In fact, CMAT is part of a broader alliance of African social movements that penned the Dakar Declaration Against Land and Water Grabbing at the October 2014 African Social Forum in Senegal. That statement, firmly denouncing corporate and state takeovers of land and water, opened the way for an urgently needed global convergence of struggles–one that would subsequently be debated at the World Social Forum.

Delivering on that promise, Via Campesina and a cluster of its strategic allies organized a three-day global convergence of land and water struggles in Tunis–providing firsthand accounts of resource rights violations across multiple geographical spaces, and introducing tools ranging from grassroots organizing practices to international governance and human rights mechanisms to address those interrelated land and water grievances. It also offered a vital space from where to strategize on how to build unity and coordinated action in the face of adversity.

This participatory and organic process culminated in a new declaration that underscores the urgency of land and water grabs as well as community pledges for action and specific policy asks.

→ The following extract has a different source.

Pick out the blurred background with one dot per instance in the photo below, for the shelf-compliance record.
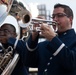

Perhaps even more importantly, in the early stages of broadening the convergence, authors of the Dakar declaration brought the initiative to Tunis as an invitation to global allies to debate and add to the ideas and claims outlined in the original document–and in so doing, build the power needed to stop land and water grabs.

Adding to the energy in Tunis, strong political connections were also forged between varied convergences–including, but not limited to, the land and water process. Seasoned activists organized a climate convergence to accentuate the disproportionate approaches to the climate crisis that sideline marginalized communities in the Global South while wealthy governments and corporations accelerate their pollution. Additionally, delegations to Tunis coordinated a global convergence of resistances to corporate power that featured a series of campaign strategy workshops to build alternatives to free trade, squarely placing people and the planet before profits. Via Campesina co-convened each of these processes.

A new resolve emanated across these spaces with a final convergence of convergences, where activist organizers from the land and water, climate, and resistance to corporate power meetings were able to identify systemic faults underpinning the food, climate, energy, and financial crises. It also opened windows for concerted action in relevant global political gatherings such as the upcoming COP 21 in Paris. “In order to maintain order in this world, we need these conversations,” reflected Carlos Marentes, a Via Campesina leader and farmworkers’ organizer from the U.S.-Mexico border.

As the World Social Forum closed on March 28 with yet another march through downtown Tunis, many voiced one of its founding slogans: another world is possible. And echoing the spirit of the revolution that rocked the small North African nation not so long ago, frontline activists showed determination in building their own future–however trying that process might be.